Fund boards learned to value videoconferencing and accelerated the pace of their diversity programs during the past two years, but have otherwise stuck to the same evolutionary path they were on before the pandemic, according to a survey published Oct. 10 by the Independent Directors Council (IDC).
Data in the report – which reflects board conditions at the end of 2022 – showed that a third of boards continued to take advantage of COVID-era permission to hold some meetings remotely rather than in person, while 39% reported having returned to in-person-only meeting formats.
That change demonstrates how quickly fund boards can adapt to changing conditions, despite the slow pace of other changes, according to Thomas Kim, managing director of IDC.
The survey also shows an increase in the number of boards setting mandatory retirement ages, more detailed requirements to recruit new members and continuing growth in their reliance on independent trustees for board seats and leadership positions.
“If you think of independence as a hallmark of strong governance, the data does demonstrate strong independence among boards that oversee mutual funds, ETFs, closed-end funds and other registered funds,” Kim said.
“You have 94% of boards with either an independent chair or lead independent director, and an overwhelming majority of boards reporting that 75% or more of the directors on a given board are independent,” he said.
An uptick in the rate of growth in the diversity of fund boards, especially among newly recruited trustees, shows the adaptability and the intentionality of fund boards determined to see change happen even when the pace is slow, according to Cynthia Plouché, who was just re-elected to a second one-year term as chair of IDC’s governing council.
The 2023 survey showed that the percentage of board seats held by women rose from 32% at the end of 2020, when the survey was last published, to 37% at the end of 2022 – after more than a decade of changes closer to half that size.
The percentage of trustees identifying their ethnic backgrounds as anything other than white/Caucasian also rose more than usual – from 12% at the end of 2020 to 17% at the end of 2022, after increases of only two to three percent in previous biennial reports.
Growth was much more rapid among newly appointed trustees, however, which demonstrates the effort fund boards have put into expanding their recruiting methods, including by listing diversity among the qualifications required of trustee candidates, Plouché said.
Women held 49% of the board seats assigned during 2022 compared to 41% during 2020 – an eight-point change over two years compared to a total increase of only nine percentage points since 2012, when boards reported appointing women to 32% of new trustee positions.
The percentage of newly appointed non-white trustees, meanwhile, jumped from 24% in 2020 to 46% in 2022 – a 22-percentage-point change in a metric that rose only 16 points between 2020 and 2015, when non-whites occupied only 8% of new trustee appointments.
Neither Kim nor Plouché credited the increases to specific IDC programs, but the association’s D&I Working Group has provided training and encouragement for several years to boards interested in attracting a more diverse pool of trustee candidates.
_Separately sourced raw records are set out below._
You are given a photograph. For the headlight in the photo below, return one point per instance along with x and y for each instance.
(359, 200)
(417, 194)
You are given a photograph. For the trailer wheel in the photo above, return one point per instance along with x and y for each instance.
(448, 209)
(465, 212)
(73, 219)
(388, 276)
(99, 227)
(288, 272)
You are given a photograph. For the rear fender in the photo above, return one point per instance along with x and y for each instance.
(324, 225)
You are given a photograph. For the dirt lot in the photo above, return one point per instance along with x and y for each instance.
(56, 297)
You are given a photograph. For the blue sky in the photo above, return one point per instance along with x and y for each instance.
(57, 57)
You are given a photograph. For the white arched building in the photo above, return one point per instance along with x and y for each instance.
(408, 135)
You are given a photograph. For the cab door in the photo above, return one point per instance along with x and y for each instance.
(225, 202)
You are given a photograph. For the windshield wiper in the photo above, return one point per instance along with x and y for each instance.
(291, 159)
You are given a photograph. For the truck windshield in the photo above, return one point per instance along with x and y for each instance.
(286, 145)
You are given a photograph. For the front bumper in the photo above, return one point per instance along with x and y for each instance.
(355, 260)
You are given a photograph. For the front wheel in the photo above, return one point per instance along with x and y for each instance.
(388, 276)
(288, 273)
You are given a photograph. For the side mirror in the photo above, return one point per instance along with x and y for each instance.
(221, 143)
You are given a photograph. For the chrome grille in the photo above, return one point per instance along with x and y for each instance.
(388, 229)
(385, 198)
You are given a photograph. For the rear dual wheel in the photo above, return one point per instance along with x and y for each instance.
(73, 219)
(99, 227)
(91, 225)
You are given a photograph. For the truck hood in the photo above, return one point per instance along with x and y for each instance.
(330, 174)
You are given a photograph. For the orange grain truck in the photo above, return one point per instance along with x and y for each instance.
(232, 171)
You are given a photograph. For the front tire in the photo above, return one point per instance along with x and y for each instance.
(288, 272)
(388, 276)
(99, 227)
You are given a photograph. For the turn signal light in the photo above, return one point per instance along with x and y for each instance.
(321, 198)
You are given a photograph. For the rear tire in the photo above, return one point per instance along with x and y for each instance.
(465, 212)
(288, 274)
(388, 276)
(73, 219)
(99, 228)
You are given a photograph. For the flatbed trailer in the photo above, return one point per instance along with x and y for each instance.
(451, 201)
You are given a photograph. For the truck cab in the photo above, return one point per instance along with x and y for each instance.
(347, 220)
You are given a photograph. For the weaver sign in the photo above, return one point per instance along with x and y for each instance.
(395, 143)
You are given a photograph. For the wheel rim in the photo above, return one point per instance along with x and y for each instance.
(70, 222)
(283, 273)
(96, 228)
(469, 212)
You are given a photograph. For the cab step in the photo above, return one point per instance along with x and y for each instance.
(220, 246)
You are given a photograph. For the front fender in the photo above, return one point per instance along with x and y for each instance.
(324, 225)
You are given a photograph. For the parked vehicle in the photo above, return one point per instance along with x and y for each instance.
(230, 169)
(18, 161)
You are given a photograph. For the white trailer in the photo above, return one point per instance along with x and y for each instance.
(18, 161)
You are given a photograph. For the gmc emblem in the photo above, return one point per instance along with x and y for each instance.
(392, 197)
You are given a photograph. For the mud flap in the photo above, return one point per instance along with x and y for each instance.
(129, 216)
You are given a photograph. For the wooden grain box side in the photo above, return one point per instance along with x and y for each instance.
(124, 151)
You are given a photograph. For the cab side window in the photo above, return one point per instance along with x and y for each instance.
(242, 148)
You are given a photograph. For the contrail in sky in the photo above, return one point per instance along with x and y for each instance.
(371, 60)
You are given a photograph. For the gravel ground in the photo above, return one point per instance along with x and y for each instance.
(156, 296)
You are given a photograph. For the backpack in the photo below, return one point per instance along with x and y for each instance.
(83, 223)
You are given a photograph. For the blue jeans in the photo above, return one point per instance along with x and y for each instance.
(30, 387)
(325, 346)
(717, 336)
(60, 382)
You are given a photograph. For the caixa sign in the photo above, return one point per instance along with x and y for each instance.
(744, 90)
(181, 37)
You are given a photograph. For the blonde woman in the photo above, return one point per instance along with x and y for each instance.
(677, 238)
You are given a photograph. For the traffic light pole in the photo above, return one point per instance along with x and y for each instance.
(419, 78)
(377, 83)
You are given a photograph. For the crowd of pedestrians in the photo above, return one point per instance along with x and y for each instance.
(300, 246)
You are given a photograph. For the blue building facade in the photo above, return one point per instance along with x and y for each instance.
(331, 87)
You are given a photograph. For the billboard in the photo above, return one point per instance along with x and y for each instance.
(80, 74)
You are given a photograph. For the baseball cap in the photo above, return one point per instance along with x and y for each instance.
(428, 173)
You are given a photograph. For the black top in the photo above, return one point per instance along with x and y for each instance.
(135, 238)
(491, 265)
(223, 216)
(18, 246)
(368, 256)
It has also formed partnerships with training and recruiting firms to increase the number of qualified candidates and make them easier for boards to identify and recruit.
“As you look at data on gender diversity as well as race and ethnic diversity, you notice that more recent recruits do tend to be much more diverse, which is an indication of the intention of the boards doing the recruiting,” Kim said.
Retirement, turnover, structure
The number of independent directors and the number of funds they oversee have remained reasonably stable over the past few years, according to the report, which shows an average of seven independent trustees per fund complex and an average of six independents on each fund board.
The structure of boards at most fund complexes has remained reasonably stable as well.
Unitary fund-board structures that put many types of funds under the oversight of a single board continue to dominate the industry, with 88% of fund complexes reporting unitary boards and only 12 percent reporting cluster-reporting structures that give different boards oversight of different types of funds.
Boards are putting more effort into planning their composition, the retirement of current members and recruitment of new members, however, Kim said.
At the end of 2022, 71% of board complexes had an age-based mandatory retirement policy, most of which set retirement at age 76, though many also allow those limits to be overruled by a board vote.
The other alternative – retirement requirements based on limitations on years of service – are on the books of only 7% of fund complexes, which set term limits at an average of 16 years.
Retirement ages are a way to ensure a reasonably predictable rate of turnover in board membership and give boards more ability to plan what they think the composition of the board should be rather than allowing recruitment to be a response to an unexpected retirement.
“Those changes [mandatory retirement ages or years of service] indicate that boards are planning ahead with respect to turnover and are being more intentional about the composition of the board,” Kim said. “Generally speaking, you see them doing more outreach to ensure they are getting strong director candidates who would be a good fit for their boards,” he said.